In „Casablanca“ spielen Schauspieler im Exil Menschen auf der Flucht vor Nazis. Bild: Deutsche Kinemathek

Den Diskurs über das deutsche Exilkino dominierte jahrzehntelang eine Rhetorik des Verlusts – ein Verlust wohlgemerkt für die einheimische Filmproduktion nach 1945, die nach der Massenflucht jüdischer Filmschaffender im Dritten Reich in einer künstlerischen und geistigen Schockstarre verharrte.

Die Gleichschaltung der Filmindustrie – von Propagandaminister Josef Goebbels am 28. März 1933 mit dem Ausschluss der jüdischen Mitglieder aus dem Branchenverband Dacho, der Dachorganisation der filmschaffenden Künstler Deutschlands, de facto besiegelt – sollte sich bis in die Filmproduktion der Bundesrepublik hinein bemerkbar machen.
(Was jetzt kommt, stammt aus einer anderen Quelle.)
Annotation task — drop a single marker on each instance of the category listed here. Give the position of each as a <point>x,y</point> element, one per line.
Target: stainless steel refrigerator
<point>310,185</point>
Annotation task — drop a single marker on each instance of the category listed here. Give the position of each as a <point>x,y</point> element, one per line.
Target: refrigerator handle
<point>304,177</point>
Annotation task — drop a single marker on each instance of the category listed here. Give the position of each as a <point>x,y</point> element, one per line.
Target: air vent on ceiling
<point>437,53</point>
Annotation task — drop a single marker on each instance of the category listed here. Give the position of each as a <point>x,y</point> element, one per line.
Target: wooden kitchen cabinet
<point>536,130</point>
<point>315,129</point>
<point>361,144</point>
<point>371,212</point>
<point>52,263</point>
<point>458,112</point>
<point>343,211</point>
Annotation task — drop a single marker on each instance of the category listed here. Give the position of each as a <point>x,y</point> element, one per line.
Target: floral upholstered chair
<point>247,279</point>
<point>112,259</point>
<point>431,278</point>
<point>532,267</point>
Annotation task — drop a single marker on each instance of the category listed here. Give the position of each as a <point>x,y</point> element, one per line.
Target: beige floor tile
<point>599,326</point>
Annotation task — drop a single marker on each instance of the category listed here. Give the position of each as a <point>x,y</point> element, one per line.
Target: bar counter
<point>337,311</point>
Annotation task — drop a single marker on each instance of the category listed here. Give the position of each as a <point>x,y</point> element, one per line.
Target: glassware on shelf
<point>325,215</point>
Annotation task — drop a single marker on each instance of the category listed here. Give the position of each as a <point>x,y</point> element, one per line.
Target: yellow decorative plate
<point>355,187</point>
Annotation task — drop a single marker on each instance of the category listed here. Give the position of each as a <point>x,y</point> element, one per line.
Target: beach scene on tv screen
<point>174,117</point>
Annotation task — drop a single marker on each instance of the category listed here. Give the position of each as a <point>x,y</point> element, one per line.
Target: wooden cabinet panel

Dieser Makel haftete nach dem Krieg gerade Regisseuren wie Helmut Käutner und Georg Wilhelm Pabst an, die in Nazi-Deutschland weitergearbeitet hatten. Gegen das allzu vertraute Lamento, dass die Nationalsozialisten den deutschen Film um seine kreativsten und klügsten Köpfe brachten, könnte man allerdings auch positivistisch einwenden, dass die jüdischen Exilanten in den dreißiger und vierziger Jahren die Kinematografien ihrer Gastländer nachhaltig bereicherten. In diesem Sinne wäre das Exilkino nicht als historischer Bruch in der deutschen Filmgeschichte zu verstehen, sondern vielmehr als Kontinuum.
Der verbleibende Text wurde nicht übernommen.